Enginursday: Cardboard Circuits
Affordable, consumable, single-layer PCB design!
Maker education is something very close to my heart. It is a gateway to STE(A)M fields and a great way to learn creative problem solving. Two of the traditional challenges --- barriers to entry --- of bringing electronics into maker education are cost and accessibility.
This week I have been experimenting with different ways to drastically reduce cost and increase accessibility with custom circuit stickers and cardboard circuits that don't remove the circuit design in the process of exploration and play. The idea for cardboard circuits came from DIY Electronic Modules for Tinkerers on Microsoft's GitHub. And the stickers came from the cost constraint of something like $0.25/circuit.

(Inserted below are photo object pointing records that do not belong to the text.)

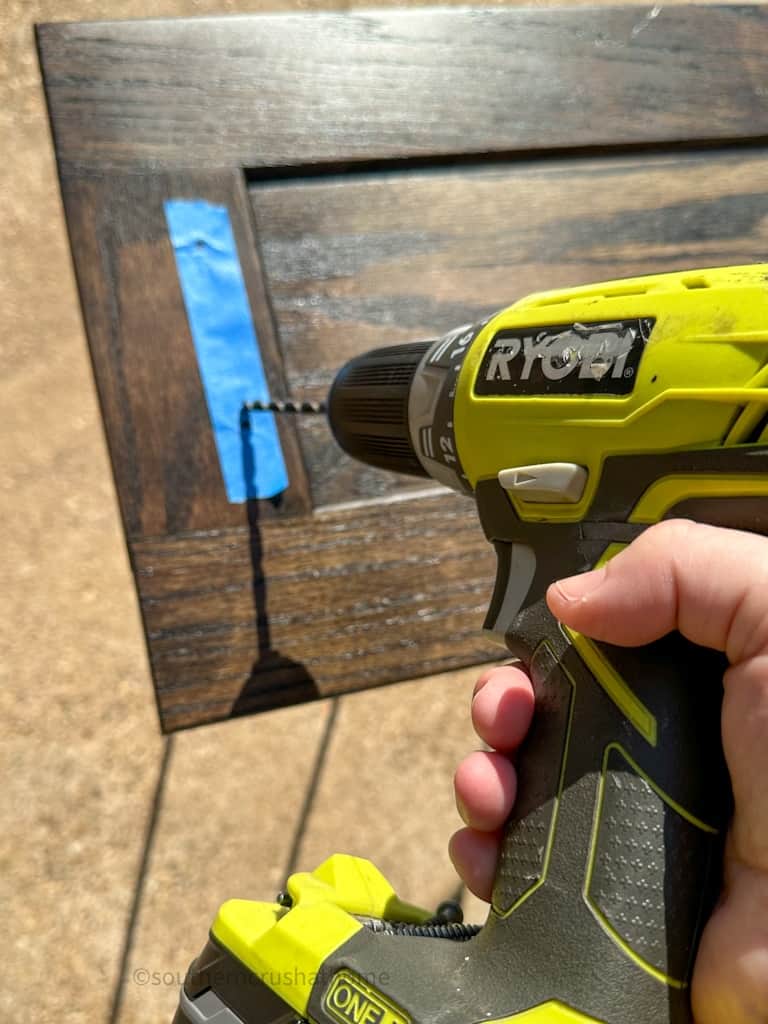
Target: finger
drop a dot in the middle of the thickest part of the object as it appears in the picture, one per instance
(706, 582)
(485, 785)
(712, 585)
(503, 708)
(474, 855)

I'm using the Silhouette Curio, a programmable vinyl and paper cutter, to cut through copper tape. It isn't a trivial piece of equipment, and it is costly at $120 (on sale at Michaels). I still haven't wrapped my head around the software either, which is why the current stickers don't look so nice (but they work!). The end-game is to hammer out the 10 or so essential beginner circuits and get those designs to a die-cutting sticker manufacturer.

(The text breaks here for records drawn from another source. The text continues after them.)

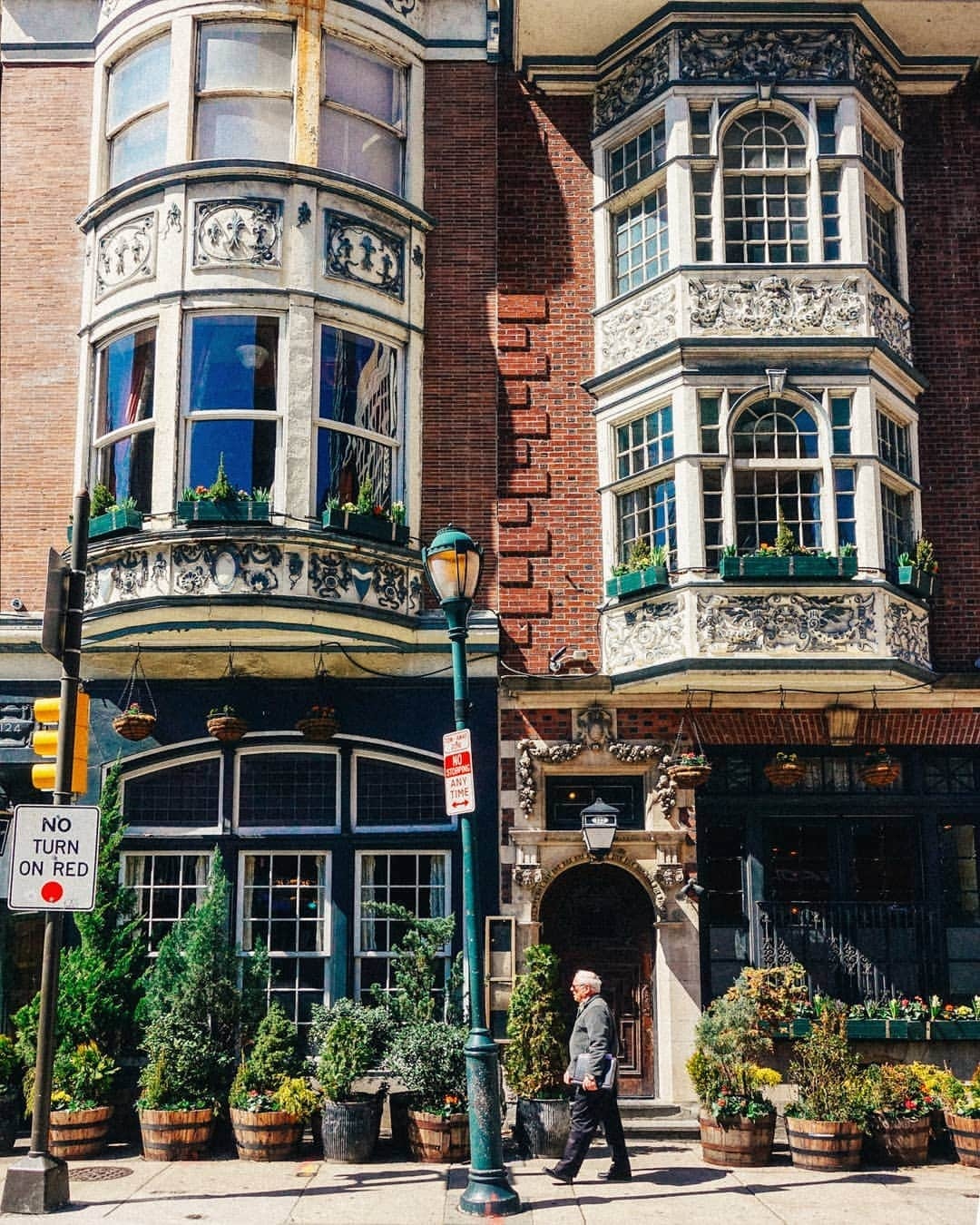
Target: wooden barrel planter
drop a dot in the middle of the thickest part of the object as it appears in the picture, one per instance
(175, 1134)
(434, 1138)
(350, 1129)
(74, 1133)
(737, 1142)
(818, 1144)
(899, 1141)
(965, 1134)
(266, 1134)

At first, I was soldering the parts to the copper tape. Without soldering, a tiny dab of jewelry glue and then Bare Conductive paint dabbed over the connection worked great. I'm now experimenting with mixing different glues in with the conductive paint and characterizing the results.

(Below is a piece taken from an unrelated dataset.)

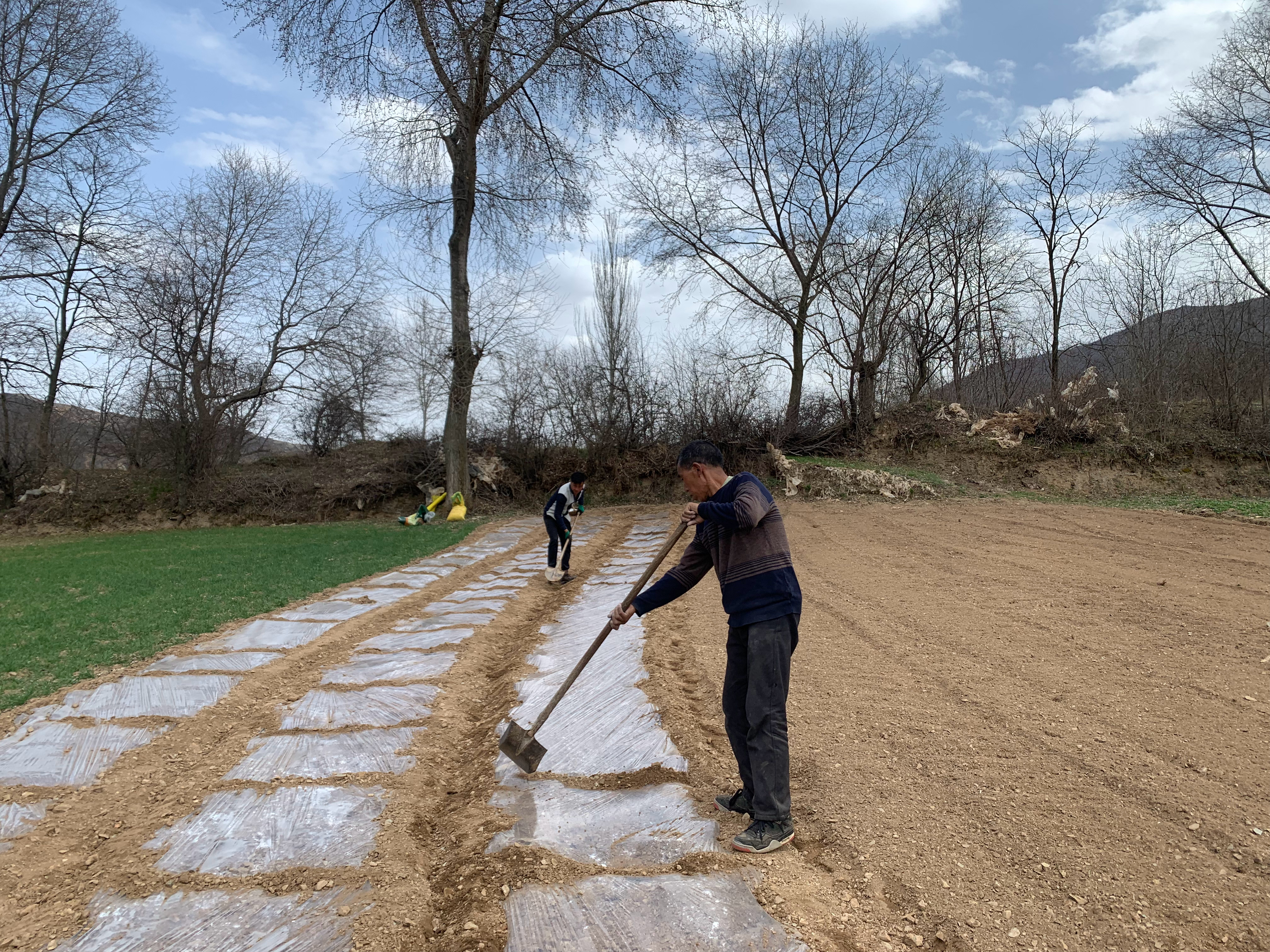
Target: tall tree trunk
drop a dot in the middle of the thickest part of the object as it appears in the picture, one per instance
(868, 398)
(797, 370)
(463, 187)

The micro:bit is a great piece of introductory hardware priced just right at $14.95 and packed with tons of attractive features. One of the features I'm most fond of is how agnostic it is toward programming environments. Beginners can choose the block-based/JavaScript IDE MakeCode developed by Microsoft or the MicroPython IDE, while more advanced programmers can use MicroPython or straight C++ on the mbed platform.
The six teachable moments in microcontroller basics have been drilled into me so well by Jeff Branson that I can't escape them --- and they hold to be very effective when teaching. They are:
Input/Output
Analog/Digital
Read/Write
With these six themes, I created the modules. I've organized the pile by type: rounds are inputs, and rectangles are outputs. For the inputs I made an Electret Mic BOB module, a two-button board module, a photocell module, a switch module and a tilt sensor module. For the outputs I made a buzzer module, an RGB LED module, a servo module and a larger speaker module.
I also have this weird thing --- the bigger something is, the easier it is for me to understand it. Troubleshooting a problem on a breadboard usually means ripping up and starting over. With everything connected through alligator clips and visible/large/labeled traces it is much easier.
As I continue to develop around this idea, I want to incorporate ways to up the difficulty. Currently these are single layer, but with the addition of paper or more cardboard and possibly the use of coiled paper clips to use as vias, the concept of multilayered PCB design can be explored. I'm also looking into creating a "library" of through-hole and SMD parts for the Curio machine. I want to get an ATmega 328 DIP in some cardboard and see what I can come up with.
The goal is to not abstract the circuit design as part of the process of learning microcontroller basics and to take a more holistic approach (cost and accessibility included) to learning about circuits and programming.